In hindsight, I had also been taking pramiracetam regularly, so perhaps this was the cause? I recall reading somewhere that nootropics increase expression of NDMA receptors following regular use. Because of this NMDA antagonists understandably will have a weaker effect or will require higher dosages...I suppose?
Pram being a fairly strong AMPAkine, especially in comparison to the more common racetams, it'll significantly diminish the effects of dissociatives. Have you been taking MXE and Pramiracetam at the same time? If so, then you have almost no tolerance - I made the same mistake myself when using IDRA-21 with DXM, tricking myself into believing I had a massive tolerance, and my lack of forethought (and afterthought as well, for that matter) cost me gravely. If this is indeed the case, just avoid taking any Pramiracetam for at least 3 days before using MXE and you should be fine. If this isn't the case, then I'm stumped. There's no pharmacological reason I could think of for two almost entirely unrelated substances causing cross-tolerance with each other. Science hasn't come to a point where we could give a definitive answer explaining something like this, were it to be true. Given that I've used dextroamphetamine and other weaker stimulants very often in my regime along with MXE without encountering any of the issues you've brought up, I can almost guarantee you the pramiracetam is the root of your "tolerance." Again, stop taking Pram a few days before dosing MXE and you can thank me when your "tolerance" magically disappears.
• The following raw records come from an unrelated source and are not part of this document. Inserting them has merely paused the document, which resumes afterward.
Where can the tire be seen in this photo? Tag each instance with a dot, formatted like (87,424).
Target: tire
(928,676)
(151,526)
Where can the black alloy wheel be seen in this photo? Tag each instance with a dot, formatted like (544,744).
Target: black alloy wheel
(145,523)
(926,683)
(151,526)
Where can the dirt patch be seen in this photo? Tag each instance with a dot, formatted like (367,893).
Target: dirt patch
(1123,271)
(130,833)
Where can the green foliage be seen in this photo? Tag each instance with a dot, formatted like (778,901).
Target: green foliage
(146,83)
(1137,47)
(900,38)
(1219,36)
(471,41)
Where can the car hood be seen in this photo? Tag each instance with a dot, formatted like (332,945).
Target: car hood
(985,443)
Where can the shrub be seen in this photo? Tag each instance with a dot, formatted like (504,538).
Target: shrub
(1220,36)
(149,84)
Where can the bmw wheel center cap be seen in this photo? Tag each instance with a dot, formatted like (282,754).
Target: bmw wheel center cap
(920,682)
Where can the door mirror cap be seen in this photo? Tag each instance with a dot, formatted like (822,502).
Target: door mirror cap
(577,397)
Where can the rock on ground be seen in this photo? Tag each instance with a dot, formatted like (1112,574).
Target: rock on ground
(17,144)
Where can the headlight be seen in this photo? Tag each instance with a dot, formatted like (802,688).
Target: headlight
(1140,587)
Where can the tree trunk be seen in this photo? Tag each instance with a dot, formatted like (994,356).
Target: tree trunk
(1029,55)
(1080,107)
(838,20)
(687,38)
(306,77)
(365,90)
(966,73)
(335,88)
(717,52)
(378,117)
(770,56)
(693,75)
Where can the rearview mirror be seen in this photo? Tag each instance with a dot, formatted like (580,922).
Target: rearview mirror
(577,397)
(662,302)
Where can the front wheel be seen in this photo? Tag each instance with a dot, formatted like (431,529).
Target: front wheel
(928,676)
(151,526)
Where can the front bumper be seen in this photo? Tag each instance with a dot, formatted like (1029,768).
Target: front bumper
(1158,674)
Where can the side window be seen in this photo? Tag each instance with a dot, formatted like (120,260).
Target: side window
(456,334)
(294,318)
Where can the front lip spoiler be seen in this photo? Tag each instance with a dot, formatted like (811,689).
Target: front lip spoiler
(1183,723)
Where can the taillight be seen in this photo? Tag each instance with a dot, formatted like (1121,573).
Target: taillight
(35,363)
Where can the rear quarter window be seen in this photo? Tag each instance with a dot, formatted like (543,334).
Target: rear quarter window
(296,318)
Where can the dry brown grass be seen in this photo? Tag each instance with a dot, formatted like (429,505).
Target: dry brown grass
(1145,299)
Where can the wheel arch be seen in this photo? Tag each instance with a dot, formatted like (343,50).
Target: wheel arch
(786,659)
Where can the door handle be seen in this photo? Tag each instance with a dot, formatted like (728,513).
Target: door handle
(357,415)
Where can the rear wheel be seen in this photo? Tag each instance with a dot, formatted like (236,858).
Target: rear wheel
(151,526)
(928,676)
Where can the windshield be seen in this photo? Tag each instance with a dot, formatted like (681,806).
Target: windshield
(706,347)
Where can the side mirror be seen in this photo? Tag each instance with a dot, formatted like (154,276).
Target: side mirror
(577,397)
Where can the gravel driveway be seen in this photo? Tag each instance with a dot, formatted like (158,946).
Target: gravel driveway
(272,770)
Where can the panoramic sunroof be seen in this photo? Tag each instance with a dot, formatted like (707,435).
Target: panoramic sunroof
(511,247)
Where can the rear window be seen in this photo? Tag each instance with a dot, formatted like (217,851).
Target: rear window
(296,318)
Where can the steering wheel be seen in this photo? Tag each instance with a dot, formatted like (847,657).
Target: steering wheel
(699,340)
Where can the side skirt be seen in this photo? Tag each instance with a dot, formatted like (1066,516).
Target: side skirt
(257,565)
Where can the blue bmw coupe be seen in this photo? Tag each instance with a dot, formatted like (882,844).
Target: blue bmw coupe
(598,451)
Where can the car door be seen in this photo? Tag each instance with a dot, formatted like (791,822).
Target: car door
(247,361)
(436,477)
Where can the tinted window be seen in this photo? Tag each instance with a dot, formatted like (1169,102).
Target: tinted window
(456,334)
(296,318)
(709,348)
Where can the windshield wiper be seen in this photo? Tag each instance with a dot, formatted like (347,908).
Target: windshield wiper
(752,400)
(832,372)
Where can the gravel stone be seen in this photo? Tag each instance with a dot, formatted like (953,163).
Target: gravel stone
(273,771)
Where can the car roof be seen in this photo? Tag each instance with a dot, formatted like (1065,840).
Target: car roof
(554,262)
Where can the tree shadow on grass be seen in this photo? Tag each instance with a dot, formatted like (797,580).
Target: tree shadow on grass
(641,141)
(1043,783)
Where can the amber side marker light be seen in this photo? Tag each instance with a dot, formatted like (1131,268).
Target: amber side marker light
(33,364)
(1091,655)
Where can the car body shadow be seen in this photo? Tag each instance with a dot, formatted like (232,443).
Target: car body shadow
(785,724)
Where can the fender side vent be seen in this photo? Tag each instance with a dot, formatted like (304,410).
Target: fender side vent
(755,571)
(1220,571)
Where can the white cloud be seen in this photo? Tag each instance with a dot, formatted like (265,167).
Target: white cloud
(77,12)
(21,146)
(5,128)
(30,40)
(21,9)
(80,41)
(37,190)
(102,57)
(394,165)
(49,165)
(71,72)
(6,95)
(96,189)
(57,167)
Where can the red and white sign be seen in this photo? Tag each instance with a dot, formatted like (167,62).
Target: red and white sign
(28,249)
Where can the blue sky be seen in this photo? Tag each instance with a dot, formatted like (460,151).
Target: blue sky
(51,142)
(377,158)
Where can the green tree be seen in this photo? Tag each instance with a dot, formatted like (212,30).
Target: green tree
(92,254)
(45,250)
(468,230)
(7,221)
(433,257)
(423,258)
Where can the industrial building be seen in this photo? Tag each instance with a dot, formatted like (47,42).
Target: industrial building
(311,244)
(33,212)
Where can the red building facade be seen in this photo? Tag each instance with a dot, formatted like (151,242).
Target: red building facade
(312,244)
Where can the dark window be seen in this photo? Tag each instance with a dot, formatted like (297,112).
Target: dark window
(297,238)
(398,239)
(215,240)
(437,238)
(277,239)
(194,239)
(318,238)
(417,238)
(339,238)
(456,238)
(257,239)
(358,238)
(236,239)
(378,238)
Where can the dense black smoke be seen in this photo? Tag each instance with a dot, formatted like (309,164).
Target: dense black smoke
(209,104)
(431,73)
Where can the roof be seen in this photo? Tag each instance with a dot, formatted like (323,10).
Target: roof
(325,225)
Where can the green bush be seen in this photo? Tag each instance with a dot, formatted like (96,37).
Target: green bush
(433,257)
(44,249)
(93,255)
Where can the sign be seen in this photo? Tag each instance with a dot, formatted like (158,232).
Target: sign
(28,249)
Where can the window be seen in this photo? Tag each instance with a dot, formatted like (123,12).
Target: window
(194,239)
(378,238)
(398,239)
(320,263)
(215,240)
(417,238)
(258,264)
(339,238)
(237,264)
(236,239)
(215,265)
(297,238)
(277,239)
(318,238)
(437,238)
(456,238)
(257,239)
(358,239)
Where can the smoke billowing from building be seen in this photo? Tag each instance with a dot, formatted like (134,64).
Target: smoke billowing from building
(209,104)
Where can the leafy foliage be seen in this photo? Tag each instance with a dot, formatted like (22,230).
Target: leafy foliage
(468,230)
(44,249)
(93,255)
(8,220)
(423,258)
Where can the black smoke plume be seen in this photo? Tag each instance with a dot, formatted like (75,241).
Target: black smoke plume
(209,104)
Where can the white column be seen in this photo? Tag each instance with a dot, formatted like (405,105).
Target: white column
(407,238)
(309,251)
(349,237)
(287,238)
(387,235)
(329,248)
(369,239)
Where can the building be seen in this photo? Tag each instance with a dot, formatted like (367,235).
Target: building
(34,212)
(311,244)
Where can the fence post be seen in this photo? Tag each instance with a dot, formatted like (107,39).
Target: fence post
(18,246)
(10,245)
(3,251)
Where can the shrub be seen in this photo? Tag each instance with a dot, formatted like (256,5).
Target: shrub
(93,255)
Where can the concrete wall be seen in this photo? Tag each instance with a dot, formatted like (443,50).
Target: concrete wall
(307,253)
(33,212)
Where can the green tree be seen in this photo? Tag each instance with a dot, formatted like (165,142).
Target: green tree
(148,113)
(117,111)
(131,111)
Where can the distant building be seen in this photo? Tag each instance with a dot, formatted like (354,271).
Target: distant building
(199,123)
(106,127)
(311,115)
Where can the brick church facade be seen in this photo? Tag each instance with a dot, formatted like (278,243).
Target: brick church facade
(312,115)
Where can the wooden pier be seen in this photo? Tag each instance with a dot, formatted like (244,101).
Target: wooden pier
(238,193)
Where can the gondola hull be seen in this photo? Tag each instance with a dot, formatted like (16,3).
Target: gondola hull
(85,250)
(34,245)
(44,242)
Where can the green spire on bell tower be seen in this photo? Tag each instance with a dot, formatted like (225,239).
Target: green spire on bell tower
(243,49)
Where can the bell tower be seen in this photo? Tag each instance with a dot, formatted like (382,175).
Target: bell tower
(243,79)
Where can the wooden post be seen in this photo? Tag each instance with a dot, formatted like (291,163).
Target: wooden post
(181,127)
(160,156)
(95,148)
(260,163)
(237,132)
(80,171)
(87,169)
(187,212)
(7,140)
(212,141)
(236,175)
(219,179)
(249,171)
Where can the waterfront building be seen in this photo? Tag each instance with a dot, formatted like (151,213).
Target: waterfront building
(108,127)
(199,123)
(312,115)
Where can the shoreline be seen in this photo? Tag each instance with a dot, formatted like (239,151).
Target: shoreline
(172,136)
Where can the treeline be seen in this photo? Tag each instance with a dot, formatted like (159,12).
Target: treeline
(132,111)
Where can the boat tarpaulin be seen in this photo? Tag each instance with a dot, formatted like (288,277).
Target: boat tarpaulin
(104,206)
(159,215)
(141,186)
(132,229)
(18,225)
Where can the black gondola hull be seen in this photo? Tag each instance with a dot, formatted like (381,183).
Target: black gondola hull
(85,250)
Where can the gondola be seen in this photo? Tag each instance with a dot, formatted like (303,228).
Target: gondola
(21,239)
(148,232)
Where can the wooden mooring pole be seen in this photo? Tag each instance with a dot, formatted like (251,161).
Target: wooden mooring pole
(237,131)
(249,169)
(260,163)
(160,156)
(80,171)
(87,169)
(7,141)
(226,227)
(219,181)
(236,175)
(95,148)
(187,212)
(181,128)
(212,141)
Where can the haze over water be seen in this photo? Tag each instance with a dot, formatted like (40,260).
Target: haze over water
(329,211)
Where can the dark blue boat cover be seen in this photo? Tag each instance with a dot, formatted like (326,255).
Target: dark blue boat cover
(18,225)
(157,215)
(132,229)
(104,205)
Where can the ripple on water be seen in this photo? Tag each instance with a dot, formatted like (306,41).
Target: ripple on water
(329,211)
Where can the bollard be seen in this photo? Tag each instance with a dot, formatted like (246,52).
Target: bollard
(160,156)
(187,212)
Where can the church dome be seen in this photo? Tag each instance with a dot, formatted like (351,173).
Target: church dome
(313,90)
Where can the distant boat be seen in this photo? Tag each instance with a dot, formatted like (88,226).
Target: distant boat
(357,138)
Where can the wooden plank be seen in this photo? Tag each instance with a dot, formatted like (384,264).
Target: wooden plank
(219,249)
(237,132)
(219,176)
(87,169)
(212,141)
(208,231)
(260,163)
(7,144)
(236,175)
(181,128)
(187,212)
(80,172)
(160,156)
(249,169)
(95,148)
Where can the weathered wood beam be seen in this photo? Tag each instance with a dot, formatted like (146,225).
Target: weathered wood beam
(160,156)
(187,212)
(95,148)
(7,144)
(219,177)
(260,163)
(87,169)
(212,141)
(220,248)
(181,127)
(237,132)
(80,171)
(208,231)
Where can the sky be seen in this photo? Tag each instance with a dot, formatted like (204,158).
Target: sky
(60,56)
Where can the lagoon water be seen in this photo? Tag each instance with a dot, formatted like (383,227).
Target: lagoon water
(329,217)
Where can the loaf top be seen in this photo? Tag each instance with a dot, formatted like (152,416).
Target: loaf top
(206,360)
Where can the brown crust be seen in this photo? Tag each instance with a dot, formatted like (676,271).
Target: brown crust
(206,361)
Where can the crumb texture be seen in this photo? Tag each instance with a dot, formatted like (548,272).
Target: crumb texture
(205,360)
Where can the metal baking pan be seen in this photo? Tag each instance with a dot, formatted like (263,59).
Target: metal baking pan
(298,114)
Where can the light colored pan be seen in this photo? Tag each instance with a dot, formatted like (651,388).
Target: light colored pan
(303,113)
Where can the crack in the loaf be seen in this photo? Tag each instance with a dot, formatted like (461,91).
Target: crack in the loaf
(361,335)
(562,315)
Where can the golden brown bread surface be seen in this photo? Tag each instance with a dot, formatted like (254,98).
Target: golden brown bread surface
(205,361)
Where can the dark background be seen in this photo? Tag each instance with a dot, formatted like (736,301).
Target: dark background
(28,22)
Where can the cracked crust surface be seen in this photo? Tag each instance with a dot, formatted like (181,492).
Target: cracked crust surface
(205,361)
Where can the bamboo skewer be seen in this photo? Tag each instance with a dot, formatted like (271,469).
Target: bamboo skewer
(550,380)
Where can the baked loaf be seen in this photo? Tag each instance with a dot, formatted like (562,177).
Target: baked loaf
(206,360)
Mildly OT: On another note, I've been having a bit of a thought lately. I haven't done any research to confirm my theory at this point, but given the ability for AMPAkines to diminish or completely eliminate the effects of dissociatives, I can't help but wonder if they might just be the only substances with the ability to reverse tolerance to dissociatives? If anyone with some noticeable level of tolerance for a dissociative (any dissociative, it doesn't matter) would like to give this a shot, taking AMPAkines religiously on off days in an attempt to reset or, at the very least, halt the continued development of tolerance, I'd greatly appreciate the effort. The racetams may not be the best choice here, despite being more common, cheaper, and better studied compared to their cousins - I feel their potency as AMPAkines, with the possible exception of Coluracetam, isn't quite at the level needed for this to work. While Piracetam did significantly diminish the effects of DXM in my experience, IDRA-21 almost completely wiped out the effects despite having used multiple substances to massively potentiate the DXM. I wouldn't use Sunifiram either due to the possibility of potentiating dissociatives (while we do know this happens with stimulants, I can't say for certain whether or not Sunifiram would potentiate dissociatives as well), an effect which might be confused for a reversal in tolerance only to slowly diminish over time. Unifiram and IDRA-21 would probably be ideal for this type of experiment. Any takers? As soon as my MXE tolerance reaches a significant level (most likely, I'll start once 300mg is required in order to hole), I'll be sure to go crazy with RC nootropics again. For now, PRL 8-53 and Coluracetam are the only "non-conventional" nootropic substances I'll be using, as I'm broke and I've recently run out of my supply of IDRA-21. Sorry to high-jack your thread Afer, although this thought does have some relevance to the topic at hand, albeit a somewhat loose resemblance. If anyone is interested in discussing the theoretical potential for AMPAkines in reducing/inhibiting the development of tolerance to NMDA antagonists, or has some relevant experience to share on the matter, I'd be very interested to hear from you. Please feel free to send me a PM, so as to avoid going even further off-topic here.
Be sure to reply back and fill us in on your results, Afer. Though as I said before, the Pramiracetam is almost definitely the culprit here, I'd be even more interested to be wrong. Good luck, mate. It'd be quite a shame not to be able to experience the full spectrum of such a wonderful substance due to some silly little error like this. I can't say enough how much I love this drug. I hope this post proves to be helpful for you.
And, on another entirely off-topic note: Solipsis, do you mind clearing out your inbox? Unfortunately, my PM didn't seem to go through. Thanks.